NVIDIA has been championing CUDA as the way to use their GPUs for general purpose parallel processing (GPGPU), though they have also been part of the group designing OpenCL, which is the more hardware-independent approach first developed by Apple and now being standardized by the Khronos group.  AMD (after swallowing ATI) started with CTM (Close to Metal) and some other approaches, but now seem to be putting most of their energy behind OpenCL for GPGPU programming.  Intel has been encouraging a number of different approaches, including Cilk, Threading Building Blocks (TBB), Concurrent Collections (CnC), etc., and they are part of the OpenCL effort as well.

Cilk and OpenCL seem to be emerging as two important, rather distinct approaches to parallel programming.  Cilk makes it easy to spawn threads off to compute an arbitrary expression, and then uses a set of worker processes to service the threads, using the approach we discussed in an earlier post, where threads spawned by a given worker are serviced LIFO, but when a worker runs out of threads, it steals from other workers using a FIFO strategy.  OpenCL, on the other hand, is focused on data parallelism, where many data items are all being manipulated in nearly the same way.  It is roughly a SIMD (Single Instruction Multiple Data) approach, though some variation in control flow is permitted, meaning that it is somewhat closer to the SPMD (Single Program, Multiple Data) approach fostered by the Connection Machine folks.  In OpenCL (and CUDA), the per-data-item code is bundled into a kernel, which is essentially a function that operates on a single data item in a large array or stream of such items.
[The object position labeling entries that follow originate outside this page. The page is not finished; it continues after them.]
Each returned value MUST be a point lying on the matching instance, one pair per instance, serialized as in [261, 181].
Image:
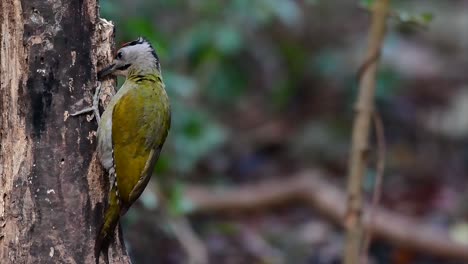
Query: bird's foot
[94, 108]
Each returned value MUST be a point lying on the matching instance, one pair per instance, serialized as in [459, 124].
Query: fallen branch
[330, 201]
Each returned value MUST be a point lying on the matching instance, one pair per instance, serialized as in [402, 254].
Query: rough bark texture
[52, 189]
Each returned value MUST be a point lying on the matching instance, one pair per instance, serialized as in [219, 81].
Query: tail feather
[106, 231]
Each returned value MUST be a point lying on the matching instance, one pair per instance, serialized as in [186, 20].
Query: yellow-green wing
[140, 122]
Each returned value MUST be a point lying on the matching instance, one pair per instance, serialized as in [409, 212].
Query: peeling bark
[52, 188]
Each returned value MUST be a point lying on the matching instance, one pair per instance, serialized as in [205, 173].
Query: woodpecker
[131, 131]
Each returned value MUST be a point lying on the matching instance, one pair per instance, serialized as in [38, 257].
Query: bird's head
[136, 55]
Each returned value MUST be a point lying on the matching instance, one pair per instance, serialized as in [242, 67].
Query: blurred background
[263, 90]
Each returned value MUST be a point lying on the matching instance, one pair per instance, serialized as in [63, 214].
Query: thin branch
[377, 193]
[359, 146]
[310, 188]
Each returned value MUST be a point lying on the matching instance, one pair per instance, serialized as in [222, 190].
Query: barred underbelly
[104, 139]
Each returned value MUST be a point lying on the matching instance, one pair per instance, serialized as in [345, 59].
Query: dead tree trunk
[52, 189]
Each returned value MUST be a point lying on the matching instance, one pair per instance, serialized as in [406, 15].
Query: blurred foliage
[265, 88]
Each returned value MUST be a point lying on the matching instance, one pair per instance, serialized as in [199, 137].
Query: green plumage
[137, 121]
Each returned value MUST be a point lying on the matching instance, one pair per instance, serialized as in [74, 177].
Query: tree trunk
[52, 188]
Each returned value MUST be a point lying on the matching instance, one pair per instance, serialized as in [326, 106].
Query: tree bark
[52, 188]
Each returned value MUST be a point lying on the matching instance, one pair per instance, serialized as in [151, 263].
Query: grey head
[138, 55]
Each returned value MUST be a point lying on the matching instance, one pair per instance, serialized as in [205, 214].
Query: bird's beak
[106, 71]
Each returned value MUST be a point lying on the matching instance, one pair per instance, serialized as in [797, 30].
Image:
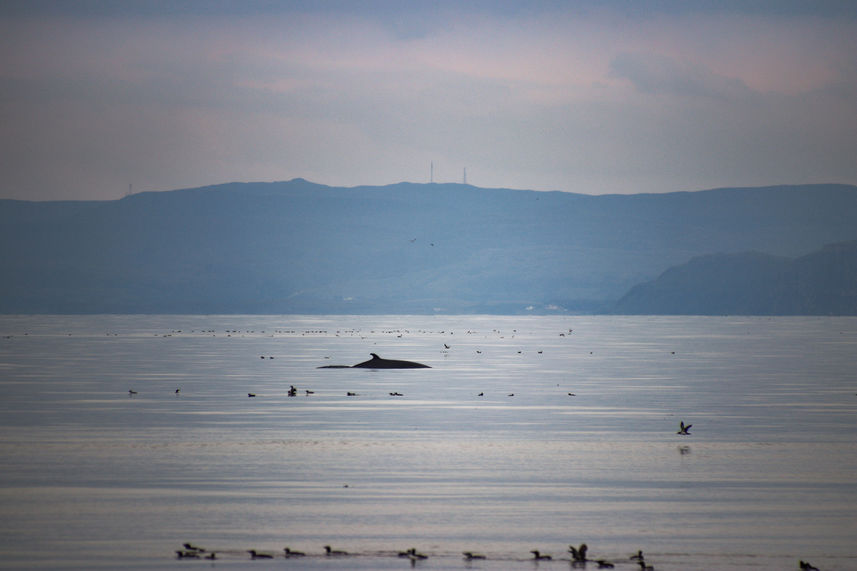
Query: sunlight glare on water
[525, 433]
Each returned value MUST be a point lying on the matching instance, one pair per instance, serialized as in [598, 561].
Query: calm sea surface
[93, 476]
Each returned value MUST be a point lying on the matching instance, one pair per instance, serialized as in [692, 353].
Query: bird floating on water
[256, 555]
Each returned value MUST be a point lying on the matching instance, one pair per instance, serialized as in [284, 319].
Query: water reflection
[94, 474]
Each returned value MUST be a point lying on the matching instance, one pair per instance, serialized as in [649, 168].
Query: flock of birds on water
[577, 556]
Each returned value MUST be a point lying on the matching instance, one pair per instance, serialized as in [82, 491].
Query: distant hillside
[821, 283]
[299, 247]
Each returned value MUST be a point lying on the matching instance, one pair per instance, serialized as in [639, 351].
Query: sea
[125, 437]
So how does this relate to ParaSail?  In some ways, Cilk and OpenCL can be seen as lower-level languages, where the programmer has to worry about identifying particularly places where threads should be spawned (in Cilk), or worry about extracting kernels from code that operates on an array or stream (in OpenCL).  ParaSail on the other hand is focused on expressing the algorithm at a relatively high level with pervasive opportunities for parallelism, presuming the compiler or run-time support routines can identify how best to map all of the opportunities for parallelism on to the underlying parallel hardware.

One of the key advantages that ParaSail provides is that there is no hidden aliasing, unlike in C, C++, Java, etc., where aliasing is everywhere.  (Cilk and OpenCL are both piggy-backed on C/C++; various threading APIs are available to Java, C#, Python, etc.)  This makes it dramatically easier for a compiler or run-time to automatically partition computations into pieces to be executed in parallel.  Furthermore, the ParaSail compiler detects all race conditions (and various other problems) at compile time, has no exceptions, allows memory to be partitioned into non-overlapping regions, etc., which simplify both the programmer's model and the process of automatic parallelization.
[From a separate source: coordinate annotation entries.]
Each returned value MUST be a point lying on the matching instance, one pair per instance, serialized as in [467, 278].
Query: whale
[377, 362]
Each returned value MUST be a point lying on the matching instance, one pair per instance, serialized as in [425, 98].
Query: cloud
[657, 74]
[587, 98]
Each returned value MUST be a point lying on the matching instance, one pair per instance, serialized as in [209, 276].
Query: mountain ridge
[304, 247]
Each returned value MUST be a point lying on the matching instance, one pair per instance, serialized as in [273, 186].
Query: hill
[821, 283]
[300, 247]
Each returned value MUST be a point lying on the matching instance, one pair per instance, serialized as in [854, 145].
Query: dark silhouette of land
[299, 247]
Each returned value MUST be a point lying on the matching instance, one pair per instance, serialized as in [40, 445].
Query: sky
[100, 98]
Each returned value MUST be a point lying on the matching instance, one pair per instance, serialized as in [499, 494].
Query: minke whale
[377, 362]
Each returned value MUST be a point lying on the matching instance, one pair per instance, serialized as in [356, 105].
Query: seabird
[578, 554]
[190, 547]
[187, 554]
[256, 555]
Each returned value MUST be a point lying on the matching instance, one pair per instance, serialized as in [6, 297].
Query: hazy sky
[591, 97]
  1. Have you taken a look at Intel's Array Building Blocks (ArBB)? ArBB is an interesting approach to hiding automatic parallelization and vectorization behind a higher-level interface (in this case, C++, though their software architecture makes me think that other language bindings are possible). It's supposed to help with vectorization especially (which on CPUs used to involve painful assembly-language programming and was not at all future-proof). Future-proof is a big deal because SIMD vector lengths are getting longer, and instruction sets are changing rapidly.

    Anyway, check out the following blog posts on vectorization-related programming models:



  2. Thanks for the pointers. I have glanced at Intel's Threading Building Blocks (TBB), but not at ArBB. Because ParaSail allows for user-defined indexing, etc., I would guess much of the ArBB work might apply. I will take a more detailed look to see whether that might be true. I also took a look at your CPU/GPU blog entries. It is interesting to see how the GPU model is performing some "creative destruction" on old CPU-oriented thinking.

  3. GPUs are just a gateway drug ;-) CPUs aren't going away, though. GPUs are bandwidth (/throughput) - oriented, CPUs are latency-oriented (and are evolving that way by backing off on the flops and energy consumption).

    Maybe the real challenge is whether one programming model can or should cover both kinds of computing.

  4. Hi,
    Is it possible to use Cilk with CUDA on a GPU cluster?

  5. I once asked a Big Data person why they didn't use GPUs for large-scale parallel operations. The answer was that it takes too long to get the data in and out of the GPU compared to having the CPU compute it.